This spring, just as the weather was turning and temperatures were rising into the upper 90’s, two cyclists stopped over in Globe for a few days before heading north on a border-to-border trek. They were staying at the Copper Hills Inn, hanging out around the pool, when I ran into them and we had a chance to chat.

Friends Aaron Beese and Charlie Cahill told me they’d begun their adventure just outside of Sierra Vista earlier in the week. They were on the first leg of a 2,700-mile journey that would take them to the Canadian border before dropping back down and ending in Whitefish, Montana. 

It’s not unusual to see cross-county cyclists in Globe. We are central to many routes that criss-cross the southern reaches of Arizona. 

Cyclists come from all over the United States and Canada. We’ve reported on several of them: In 2014, we featured Jake Saxton from Seattle, Frank Marchetti from Ontario, and Team Kaker, a group of four friends from San Francisco who passed through town on New Year’s Eve.

Team Kaker spent the night in Globe, enjoyed a fine Mexican meal, shot some pool, toured the local Wal-Mart for bread to bring to a New Year’s Eve party, and rang in the new year with the locals. They later posted on their travel blog about Globe:

“It could win an award for the friendliest and most welcoming town in America.”

Jake Saxton found Globe a reprieve for his nerves after maneuvering his heavily loaded touring bike up the steep grade from Superior through Devil’s Canyon, while avoiding semis and trucks whizzing by at 50 miles per hour.

The route Beese and Cahill were following is a relatively new adventure known as the Wild West Route. Beese, the more experienced cyclist of the two, has biked through all fifty states, not to mention a few countries. He was the instigator of the new adventure.

Friends Aaron Beese and Charlie Cahill are biking the Wild West Route – a relatively new bike route which runs border to border. Courtesy Photo

He’d heard about a recently established route that was supposed to be even more rugged, remote, and beautiful than the Great Divide Mountain Bike Ride, which had attracted cyclists for decades. The GDMBR has long been established as the premier off-pavement biking adventure – but the new route might just surpass it. 

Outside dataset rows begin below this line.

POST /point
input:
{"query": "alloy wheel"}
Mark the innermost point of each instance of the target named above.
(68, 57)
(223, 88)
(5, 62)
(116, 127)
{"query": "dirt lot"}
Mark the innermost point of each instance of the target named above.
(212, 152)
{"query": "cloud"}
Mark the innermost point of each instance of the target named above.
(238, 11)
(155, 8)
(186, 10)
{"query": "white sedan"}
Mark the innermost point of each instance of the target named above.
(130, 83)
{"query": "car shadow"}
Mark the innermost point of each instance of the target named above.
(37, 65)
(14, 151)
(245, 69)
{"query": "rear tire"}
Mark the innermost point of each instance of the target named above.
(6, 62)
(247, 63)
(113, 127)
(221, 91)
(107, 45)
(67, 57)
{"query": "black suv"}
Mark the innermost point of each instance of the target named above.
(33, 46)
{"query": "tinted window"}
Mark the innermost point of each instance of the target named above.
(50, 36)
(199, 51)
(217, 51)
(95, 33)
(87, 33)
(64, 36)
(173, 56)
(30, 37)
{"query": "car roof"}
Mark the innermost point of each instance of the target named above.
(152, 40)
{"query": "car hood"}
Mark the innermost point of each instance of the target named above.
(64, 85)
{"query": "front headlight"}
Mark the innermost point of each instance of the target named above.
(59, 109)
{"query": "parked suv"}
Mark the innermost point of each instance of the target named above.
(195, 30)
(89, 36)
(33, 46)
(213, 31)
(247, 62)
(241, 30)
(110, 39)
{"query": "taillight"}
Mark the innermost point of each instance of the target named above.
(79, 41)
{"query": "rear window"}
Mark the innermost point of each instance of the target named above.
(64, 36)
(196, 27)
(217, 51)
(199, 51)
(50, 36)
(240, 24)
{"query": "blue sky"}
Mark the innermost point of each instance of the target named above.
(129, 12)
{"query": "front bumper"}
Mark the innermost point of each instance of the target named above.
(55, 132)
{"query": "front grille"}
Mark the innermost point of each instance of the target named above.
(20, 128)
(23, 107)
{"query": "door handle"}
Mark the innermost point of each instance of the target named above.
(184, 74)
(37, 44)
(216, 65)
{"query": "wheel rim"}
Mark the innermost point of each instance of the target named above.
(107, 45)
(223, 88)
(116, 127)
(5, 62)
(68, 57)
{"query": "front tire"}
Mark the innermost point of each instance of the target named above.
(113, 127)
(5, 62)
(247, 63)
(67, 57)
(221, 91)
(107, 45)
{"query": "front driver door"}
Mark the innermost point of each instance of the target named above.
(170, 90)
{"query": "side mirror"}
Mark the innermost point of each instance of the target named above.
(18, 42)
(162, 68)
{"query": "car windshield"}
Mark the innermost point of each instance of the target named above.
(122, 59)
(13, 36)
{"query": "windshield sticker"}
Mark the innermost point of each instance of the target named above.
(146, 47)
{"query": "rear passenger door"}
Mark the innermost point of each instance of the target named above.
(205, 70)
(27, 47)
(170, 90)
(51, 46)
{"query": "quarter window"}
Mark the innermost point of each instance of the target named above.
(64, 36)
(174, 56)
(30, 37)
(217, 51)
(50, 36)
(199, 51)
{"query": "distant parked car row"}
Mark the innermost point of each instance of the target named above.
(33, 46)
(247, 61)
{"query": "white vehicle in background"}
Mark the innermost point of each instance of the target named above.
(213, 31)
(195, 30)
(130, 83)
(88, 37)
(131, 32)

According to AtlasGuides, “The Wild West Route offers bikepackers a non-technical, expeditionary-scale riding experience that explores vast expanses of wild western public lands.”

This route is still so new, Beese says he and Charlie are probably among the first five to ten people to do the route – at least from south to north. 

Both Beese and Cahill hail from Colorado. They knew the Arizona heat would be an issue, but to experience it in May, while climbing the grade into Globe on a loaded bicycle, made it one of the hardest climbs the pair had tackled. A two-day stopover in Globe seemed warranted. 

“But blasting down the other side into Globe was quite fun,” Beese said with a grin.